We finally reached a door at the end of yet another long hallway, and Hayne took hold of the doorknob. “You can hang out in here,” Hayne said to me in his deep voice. I braced myself for a dungeon or empty white cell, but when the door swung open I caught sight of an enormous, sunlit room filled floor to ceiling with books. Of all things.

I craned my head around, stumbling in after Hayne, trying to see all of them. The ceiling was twelve or fifteen feet high, with an astonishingly large skylight to let the sunshine in, and oak shelves covered each wall. The books looked like they were arranged more or less chronologically: the shelves on the west wall held ancient, browning covers with titles I could barely make out, while the south wall books looked all shiny and new. I was so busy looking that I bumped into a thickly stuffed blue armchair in the center of the room. There was another armchair and a matching couch with a coffee table that matched the shade of the bookshelves.

I was in love.

“The library,” Hayne boomed behind me. I turned to face him, finally remembering he was there. He was giving me a bemused grin. “You seem to like it okay.”

“It’s nice,” I said noncommittally, but I was thrilled and we both knew it. Hayne and I exchanged a smile.
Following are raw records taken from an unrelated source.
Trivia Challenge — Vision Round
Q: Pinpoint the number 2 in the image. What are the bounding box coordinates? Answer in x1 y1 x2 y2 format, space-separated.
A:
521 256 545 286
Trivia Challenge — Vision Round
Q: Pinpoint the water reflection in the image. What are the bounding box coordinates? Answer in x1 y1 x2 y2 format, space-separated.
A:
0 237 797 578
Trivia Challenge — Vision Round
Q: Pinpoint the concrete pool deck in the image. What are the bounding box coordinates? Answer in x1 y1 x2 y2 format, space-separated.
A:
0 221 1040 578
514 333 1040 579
I considered making a comment about feeling like Belle in
Beauty and the Beast
, but wasn’t sure how he’d take the implication.

“There’s a bell over there,” Hayne said, pointing to a little brass bell on the shelf nearest the door we’d come through. “If you need something, ring it and one of the house staff will come. The bathroom is the very next door down the hall, on the right.” His face grew stern. “If you need to go anywhere else, ring the bell, and one of the house staff will get me or my men. You do not want to
run around this house unescorted.” He said the last part with a lot of warning in his voice, and I found myself nodding emphatically. It would just suck if I got accidentally shot.